Whether or not you need a Texas lawyer depends on the complexity of your family law case and whether it's opposed. If you can agree, there are hundreds of websites offering thousands of forms. Some are written by lawyers, some by uneducated buffoons; some are thorough and detailed, some are just cheap. Knowing which to buy can be a quandary. How to find good legal forms? Buy a set written by lawyers and then hire a lawyer to review your work. (We recommend www.uslegalforms.com for thorough legal forms).
Many legal problems can be worked out using common sense, but sometimes logical and thoughtful problem solving still runs afoul of archaic legal requirements. As a result, it's best to hire a lawyer to review your forms, think through the problems that are likely to arise, and come up with a plan for a successful resolution.

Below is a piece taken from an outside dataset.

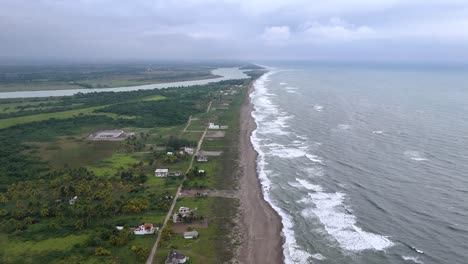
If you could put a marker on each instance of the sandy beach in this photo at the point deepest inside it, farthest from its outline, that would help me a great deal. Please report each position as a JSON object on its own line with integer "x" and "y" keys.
{"x": 262, "y": 241}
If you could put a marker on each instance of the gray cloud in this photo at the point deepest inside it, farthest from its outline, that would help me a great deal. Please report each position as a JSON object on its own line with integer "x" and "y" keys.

And all that can be done on a "pay for what you use" basis.
What if I can only afford to pay a lawyer for just a part of my family law case in Texas?
Many state bar associations (the groups who regulate lawyers) now permit "unbundled" legal services -- in other words, hiring a lawyer for just a part of a legal job. That means the lawyers earn less than if they did every bit of the work presented, but the consumer doesn't pay the entire fee. The flip side of this, however, is that the consumer who prepares his own paperwork can only blame himself if something goes wrong with it. Lawyers willing to work on an "unbundled" basis recognize that the cost of complete legal services may be more than some consumers can afford and they are willing to help people get through their concerns on a cost-effective basis. Many lawyers resist this concept, feeling that legal expertise is critical for all matters. But attorneys who understand the reality of our current economy are far more willing to create litigation plans, educate, coach and guide people through their worries, as long as clients understand the limitations to this level of help.